Embraer espera melhora da rentabilidade com fim de tarifas

Durante quase um ano, a Embraer teve que enfrentar tarifas de 10% sobre as aeronaves que enviou aos Estados Unidos. Agora, com a isenção instituída pela Casa Branca no fim de fevereiro, os aviões da companhia voltaram a entrar no mercado da maior economia do mundo sem encargos extras – e a fabricante brasileira já começa a calcular o que pode recuperar.

“Nós saudamos a igualdade de condições em nossa indústria. Esse resultado beneficiará nossos clientes nos Estados Unidos”, disse o CEO Francisco Gomes Neto durante a teleconferência de resultados nesta sexta-feira (6). 

Em 2025, as tarifas tiveram impacto de US$ 54 milhões no resultado da Embraer. Mas a conta total é maior: isso porque parte dessas tarifas já foi paga sobre aviões e peças que ainda estão no estoque – e que só afetarão o balanço quando forem entregues aos clientes.

Levando isso em consideração, o total do efeito das tarifas chega a US$ 80 milhões.

Só no quarto trimestre, as tarifas custaram US$ 27 milhões à Embraer. Esse impacto ajudou a pressionar a rentabilidade da empresa: a margem operacional caiu de 10,6% em 2024 para 8% em 2025.

A maior parte do efeito veio da aviação executiva – que inclui os jatos Phenom, Praetor e Legacy.
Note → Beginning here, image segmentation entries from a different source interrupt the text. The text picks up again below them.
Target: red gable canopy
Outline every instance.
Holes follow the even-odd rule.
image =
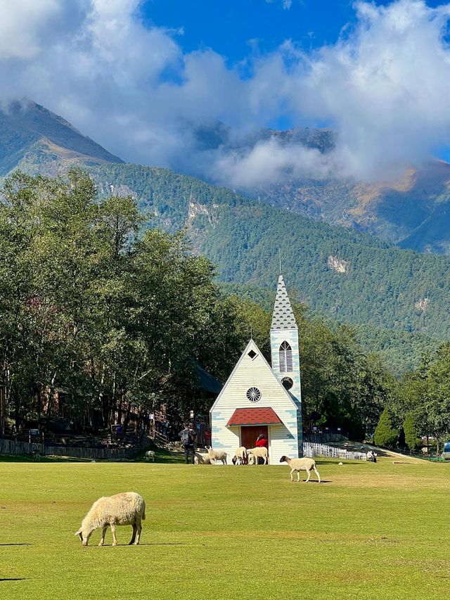
[[[233,425],[279,425],[283,421],[270,408],[236,409],[226,426]]]

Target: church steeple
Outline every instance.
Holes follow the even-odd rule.
[[[286,291],[286,286],[280,274],[276,288],[276,297],[272,314],[271,329],[297,329],[295,317],[290,305],[290,301]]]
[[[270,328],[270,343],[272,355],[272,371],[280,383],[289,391],[298,407],[297,428],[298,455],[303,455],[302,435],[302,387],[300,383],[300,355],[298,343],[298,328],[294,311],[280,274],[276,297]]]

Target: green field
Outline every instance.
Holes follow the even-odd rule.
[[[320,485],[286,466],[0,463],[0,598],[446,597],[449,466],[318,462]],[[142,545],[82,548],[92,502],[129,490]]]

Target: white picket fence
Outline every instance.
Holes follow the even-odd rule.
[[[314,442],[303,442],[303,456],[313,458],[323,457],[330,459],[340,459],[348,461],[365,461],[366,456],[364,452],[348,452],[343,448],[335,448],[326,444],[316,444]]]

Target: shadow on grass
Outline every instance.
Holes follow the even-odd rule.
[[[23,543],[20,542],[13,542],[12,544],[0,544],[0,546],[32,546],[32,544],[28,544],[26,542]]]
[[[138,546],[186,546],[186,544],[183,544],[181,542],[147,542],[145,544],[138,544]],[[112,547],[111,544],[104,544],[101,547],[107,548],[108,547]],[[117,547],[123,547],[124,548],[129,546],[130,548],[134,546],[134,544],[117,544]]]

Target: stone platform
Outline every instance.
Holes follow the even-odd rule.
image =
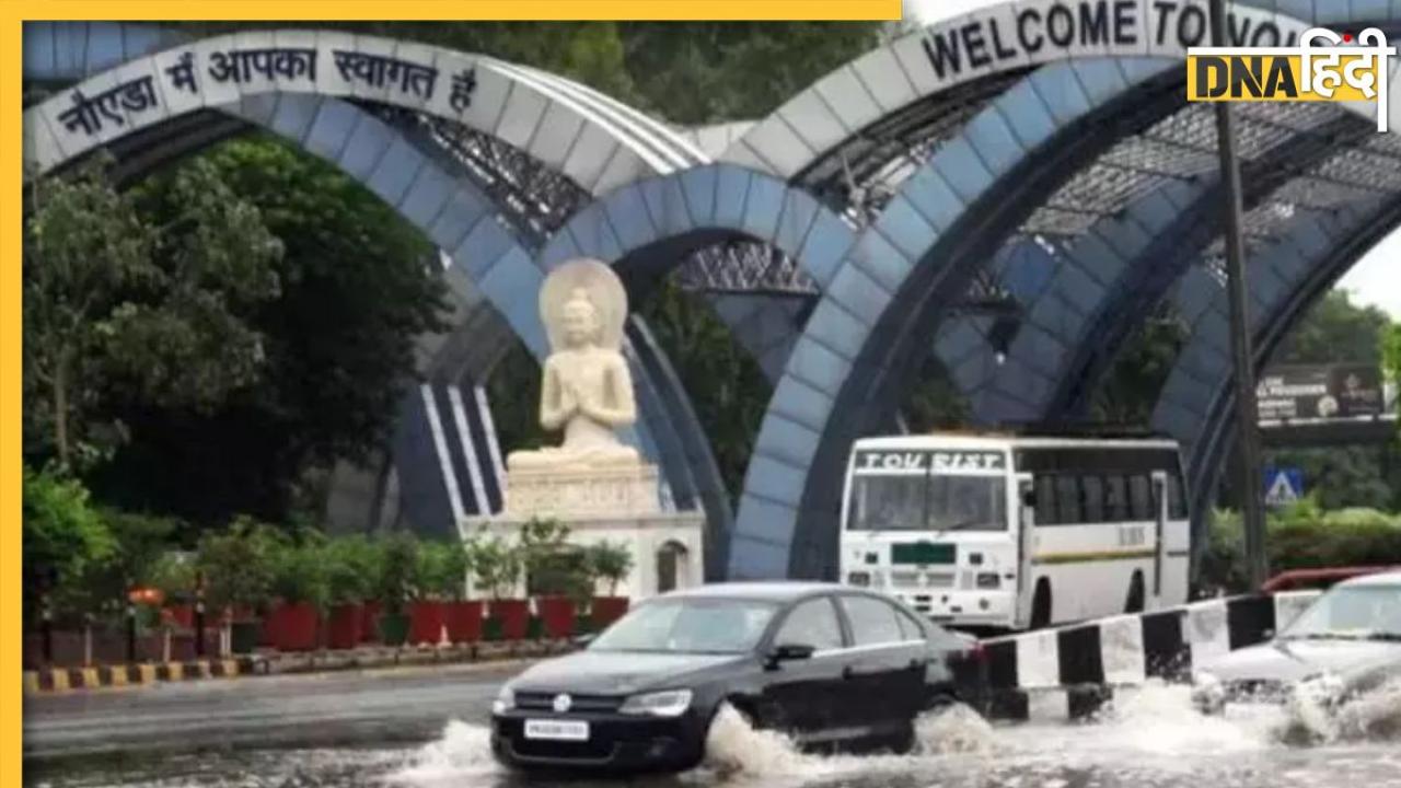
[[[506,517],[656,515],[656,466],[591,468],[513,468],[506,473]]]

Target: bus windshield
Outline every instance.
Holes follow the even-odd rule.
[[[848,529],[1005,531],[1007,482],[1000,475],[860,474]]]

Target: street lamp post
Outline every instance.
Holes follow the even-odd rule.
[[[1226,3],[1210,0],[1212,43],[1226,46]],[[1236,376],[1236,430],[1241,517],[1250,587],[1265,582],[1265,513],[1259,478],[1259,415],[1255,407],[1255,367],[1250,337],[1250,303],[1245,300],[1244,244],[1241,243],[1240,161],[1231,107],[1216,102],[1216,149],[1220,153],[1222,196],[1226,201],[1226,289],[1230,299],[1231,358]]]

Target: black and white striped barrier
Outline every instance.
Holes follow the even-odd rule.
[[[1295,620],[1316,590],[1196,602],[1152,613],[984,641],[978,701],[998,719],[1082,719],[1115,687],[1185,681],[1194,665],[1255,645]]]

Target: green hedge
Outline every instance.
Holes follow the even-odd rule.
[[[1269,572],[1401,564],[1401,515],[1376,509],[1325,512],[1313,499],[1272,512],[1265,548]],[[1237,512],[1216,512],[1202,562],[1209,589],[1247,590],[1244,534]]]

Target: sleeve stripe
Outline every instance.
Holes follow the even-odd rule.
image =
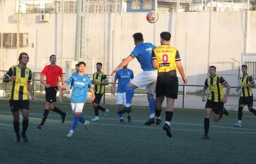
[[[10,76],[9,76],[9,75],[7,75],[7,74],[5,74],[5,75],[6,76],[7,76],[8,77],[10,77]]]
[[[223,82],[222,84],[226,84],[226,83],[228,83],[228,81],[226,81],[226,80],[225,80],[224,82]]]

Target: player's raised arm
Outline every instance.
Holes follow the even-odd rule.
[[[121,62],[120,64],[119,64],[119,65],[113,71],[112,73],[111,73],[111,76],[114,75],[115,72],[118,71],[119,69],[127,64],[133,59],[133,58],[131,55],[129,55],[125,59],[122,61],[122,62]]]
[[[95,100],[95,94],[94,94],[94,90],[93,88],[89,88],[90,93],[92,93],[92,99],[90,100],[90,102],[93,102]]]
Nos três meses finais do ano, o custo foi de US$ 24 milhões para o segmento. Mesmo assim, a Embraer manteve a margem em 10,5%, sustentada por mais vendas e preços mais altos.

As cobranças das tarifas começaram em abril de 2025, quando o governo de Donald Trump impôs uma taxa mínima global de 10% sobre importações.  

Recentemente, em 20 de fevereiro, a Suprema Corte americana derrubou essa política tarifária, que julgou ilegal da maneira como foi instituída. A Casa Branca reagiu com a criação de uma nova tarifa global temporária de 10% – mas, desta vez,  isentando aeronaves, motores e peças aeroespaciais.

Cautela e recuperação em etapas

Por ora, a empresa não está fazendo planos com base no cenário mais favorável. Por segurança, o guidance financeiro para 2026 assume uma tarifa de 10% – e não zero.

“Ainda está muito nebuloso o que vai acontecer daqui para frente”, disse Antônio Garcia, CFO da Embraer.

Mesmo se a isenção de fato permanecer, o alívio não será imediato.

Como parte do estoque da Embraer ainda carrega o custo das tarifas pagas anteriormente, como citado anteriormente, a melhora nas margens deve aparecer aos poucos: cerca de dois terços do ganho deve vir em 2026, e o restante, somente em 2027, na estimativa da empresa. 

No total, a Embraer vê potencial de aumento de até 1 ponto percentual na rentabilidade.

Há ainda uma outra variável em aberto: a possibilidade de recuperar parte das tarifas já pagas. A empresa diz que observa os próximos passos do setor antes de decidir se seguirá por esse caminho. “Estamos acompanhando a situação para entender o que os nossos pares vão fazer e que resultado eles vão conseguir disso, para definir o nosso movimento”, disse o CEO.

Os números de 2025

Apesar da pressão exercida pelas tarifas comerciais, a Embraer fechou 2025 com uma receita líquida de R$ 41,9 bilhões – no maior patamar da história da companhia. O número representou um crescimento de 18% em relação a 2024, sob impulso principalmente pelos negócios de Defesa & Segurança, cuja receita avançou 36%, e de Aviação Executiva, que cresceu 24%.

A carteira de pedidos firmes, que reúne os aviões já encomendados e ainda não entregues, também bateu recorde. O volume chegou a US$ 31,6 bilhões, um aumento de 20% em um ano. O principal impulso veio da Aviação Comercial, em que as encomendas avançaram 42%.

No total, a Embraer entregou 244 aeronaves em 2025, 18% a mais do que em 2024. Foram 155 jatos executivos, 78 comerciais e 11 aeronaves de defesa, incluindo três KC-390 Millennium.